The following table is used:
2-, 3-5: Miss
6-8: Minor Hit, minor damage to the area, not-critical or likely to be permanent.
9-11: Major Hit, major damage, possibly life threatening or permanent, large debuff depending on location
12+ Critical Hit, immense damage: life threatening and/or definitely permanent. Critical hits to the head result in instant death. Wear a helmet.
WEAPONS:
Weapons have classes, which determine their rough statistics and usefulness in a fight. Here is the basic list, but the limit is your imagination, especially with a good Academic and Engineer on your side.
Unarmed: Fistfighting, -2 damage roll, modified in damage by STR
Melee: The art of clubbing or stabbing your opponent, -1 damage roll, modified in damage by STR
Personal Weapons: Small sidearm type weapons, like a pistol, revolver, or such. The statistics vary, but pistols tend to have more ammo at the expense of damage, and vise versa. These weapons tend to be very low range. 0 damage roll.
Longarms: Big booms. Ranged weapons (or melee weapons) designed to put the hurt on the enemy. +1 to damage roll. Tend to be a balance between ammo and range and damage (e.g., SMGs, rifles, and shotguns).
Demolition Weapons: Rocket launchers, C4, grenades. Incredibly destructive, loud, overt, and hurtful. Likely to be extremely expensive: if you can even find these things in the first place. Custom Weapons can not be Demolition Weapons. +2 to damage roll.
Ammo is handled using a roll system, where an ammo die is used. E,g, 1d4 for a typical pistol. Rolling 1d4 on using the pistol would require a reload and new mag. This represents, say, firing more shots than you would have liked in taking down a target.
Ranged in combat use a bracketed system. There are 5 different ranges in combat:
CQC: Up close and personal. Ranged weapons have a -2 to hit in CQC, and Longarms and up can’t be used at all. Melee weapons can only be used at this range.
Close: Across a room or street.
Medium: Across a field or parking lot.
Far: Across a large clearing, down a long street, or a large empty plain. Typical rifle engagement distance for infantry.

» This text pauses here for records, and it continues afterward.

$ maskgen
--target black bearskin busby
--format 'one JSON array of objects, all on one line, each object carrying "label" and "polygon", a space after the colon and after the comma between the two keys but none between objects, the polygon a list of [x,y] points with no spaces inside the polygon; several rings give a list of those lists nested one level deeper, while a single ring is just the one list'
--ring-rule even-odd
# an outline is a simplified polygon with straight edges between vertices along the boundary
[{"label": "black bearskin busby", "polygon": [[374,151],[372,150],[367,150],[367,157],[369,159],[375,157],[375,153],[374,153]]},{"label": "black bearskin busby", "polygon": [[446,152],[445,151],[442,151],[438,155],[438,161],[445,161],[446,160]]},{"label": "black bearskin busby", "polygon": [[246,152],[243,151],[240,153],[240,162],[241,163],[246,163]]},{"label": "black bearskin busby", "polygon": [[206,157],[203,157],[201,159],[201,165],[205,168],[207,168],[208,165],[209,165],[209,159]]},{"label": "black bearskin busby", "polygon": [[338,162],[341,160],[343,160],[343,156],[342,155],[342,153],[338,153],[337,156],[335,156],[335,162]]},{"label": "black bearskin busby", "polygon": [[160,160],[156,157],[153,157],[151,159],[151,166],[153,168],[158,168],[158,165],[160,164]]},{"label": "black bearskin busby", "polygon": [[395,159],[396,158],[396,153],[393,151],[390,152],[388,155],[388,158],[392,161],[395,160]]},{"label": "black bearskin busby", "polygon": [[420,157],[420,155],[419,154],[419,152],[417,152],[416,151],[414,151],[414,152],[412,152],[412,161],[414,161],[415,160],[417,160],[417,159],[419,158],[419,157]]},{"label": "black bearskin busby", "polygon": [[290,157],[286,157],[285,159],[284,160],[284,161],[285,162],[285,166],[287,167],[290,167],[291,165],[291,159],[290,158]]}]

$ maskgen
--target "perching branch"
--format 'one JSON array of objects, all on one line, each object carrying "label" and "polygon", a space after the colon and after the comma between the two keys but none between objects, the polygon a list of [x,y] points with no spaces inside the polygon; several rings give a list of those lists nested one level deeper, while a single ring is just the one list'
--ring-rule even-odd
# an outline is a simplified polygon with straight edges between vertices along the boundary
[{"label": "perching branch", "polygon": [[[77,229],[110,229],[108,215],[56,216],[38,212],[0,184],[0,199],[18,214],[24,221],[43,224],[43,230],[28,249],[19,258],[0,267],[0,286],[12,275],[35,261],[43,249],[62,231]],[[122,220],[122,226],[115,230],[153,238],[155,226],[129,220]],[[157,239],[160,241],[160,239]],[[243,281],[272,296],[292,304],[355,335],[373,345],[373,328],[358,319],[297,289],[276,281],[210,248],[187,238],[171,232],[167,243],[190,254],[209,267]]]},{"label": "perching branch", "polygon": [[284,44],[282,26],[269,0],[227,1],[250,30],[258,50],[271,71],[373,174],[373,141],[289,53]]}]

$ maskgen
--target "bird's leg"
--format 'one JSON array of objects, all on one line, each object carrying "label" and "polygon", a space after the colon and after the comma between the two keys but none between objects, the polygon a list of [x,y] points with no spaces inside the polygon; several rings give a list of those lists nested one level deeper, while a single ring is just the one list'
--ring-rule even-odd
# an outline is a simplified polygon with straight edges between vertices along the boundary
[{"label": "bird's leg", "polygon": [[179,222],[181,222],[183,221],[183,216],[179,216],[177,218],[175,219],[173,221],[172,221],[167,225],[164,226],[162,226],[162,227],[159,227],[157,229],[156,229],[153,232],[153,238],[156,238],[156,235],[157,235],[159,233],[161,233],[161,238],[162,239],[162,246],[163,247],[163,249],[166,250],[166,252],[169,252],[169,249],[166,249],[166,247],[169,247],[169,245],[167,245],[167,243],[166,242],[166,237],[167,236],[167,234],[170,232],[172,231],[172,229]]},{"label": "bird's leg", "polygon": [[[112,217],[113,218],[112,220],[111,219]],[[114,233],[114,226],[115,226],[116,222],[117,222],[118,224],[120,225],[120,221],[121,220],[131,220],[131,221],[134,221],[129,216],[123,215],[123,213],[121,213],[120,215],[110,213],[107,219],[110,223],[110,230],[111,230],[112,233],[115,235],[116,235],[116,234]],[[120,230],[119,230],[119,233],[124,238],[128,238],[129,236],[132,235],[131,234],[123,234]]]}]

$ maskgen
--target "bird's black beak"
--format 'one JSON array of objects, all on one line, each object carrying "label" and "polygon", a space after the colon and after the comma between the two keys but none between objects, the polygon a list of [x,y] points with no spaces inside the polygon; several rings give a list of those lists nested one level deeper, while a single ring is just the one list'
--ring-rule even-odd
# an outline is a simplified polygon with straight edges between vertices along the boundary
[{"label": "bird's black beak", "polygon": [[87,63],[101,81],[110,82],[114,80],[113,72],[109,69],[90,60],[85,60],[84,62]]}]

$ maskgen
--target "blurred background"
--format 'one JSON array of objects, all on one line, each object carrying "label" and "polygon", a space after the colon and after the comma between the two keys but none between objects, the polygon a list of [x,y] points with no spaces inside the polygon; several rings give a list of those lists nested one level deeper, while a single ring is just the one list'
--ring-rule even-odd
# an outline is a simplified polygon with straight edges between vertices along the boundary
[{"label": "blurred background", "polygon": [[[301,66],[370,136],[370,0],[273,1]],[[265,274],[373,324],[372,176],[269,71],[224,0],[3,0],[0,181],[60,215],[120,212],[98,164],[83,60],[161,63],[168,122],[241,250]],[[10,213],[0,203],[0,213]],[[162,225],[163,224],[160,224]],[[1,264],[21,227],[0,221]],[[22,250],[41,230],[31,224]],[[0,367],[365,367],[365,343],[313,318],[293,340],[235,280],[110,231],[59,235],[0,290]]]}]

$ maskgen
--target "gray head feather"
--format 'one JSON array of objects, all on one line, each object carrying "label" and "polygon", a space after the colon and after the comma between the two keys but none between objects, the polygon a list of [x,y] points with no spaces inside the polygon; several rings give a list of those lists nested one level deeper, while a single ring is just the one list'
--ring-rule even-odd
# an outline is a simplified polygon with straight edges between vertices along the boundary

Extreme: Out of visual sight for nonscoped weapons. Typically only launchers and snipers will be useful here.
The time to move between range brackets depend on the range bracket. The following table is used:
CQC – Close: 1 combat round
Close – Medium: 2 combat rounds
Medium – Far: 3 combat rounds
Far – Extreme: 5 combat rounds
Movement occurs at the end of the turn. You can fire when moving, but you will get a -1 debuff to your hit, and a -1 debuff to defense.
Cover is useful too: full cover will protect you from ranged attacks so far as you stay put and the weapon can’t penetrate the cover. Half Cover and Partial cover give -2 and -1 to attack, respectively, so long as you stay behind them the entire turn.
What determines where enemy forces in combat start off depends on a lot of things: the terrain, who is defending, the leadership rolls of both sides, etc. Try to think and act strategically and things will go better for you. Rushing a convoy through enemy territory down a long unscouted road would leave you very ripe for an ambush, as an example.
Large-scale combat is handled at 1:1 with small-scale combat. That is, every move and hit between every member of the fight is simulated.. I may automate this… heh…
Morale is another factor in a fight. The morale of your troops depends on the loyalty of your troops (which also affects how likely they are to stay loyal to their nation as opposed to their commander, etc.). Training troops will be a balance between good training and political indoctrination to prevent a rogue general from leading troops back to the capital to oust the leader.
Running out of morale has bad consequences. Ranging from orderly retreat to full-on rout or mass surrender. Apes together strong. Apes scared together run together.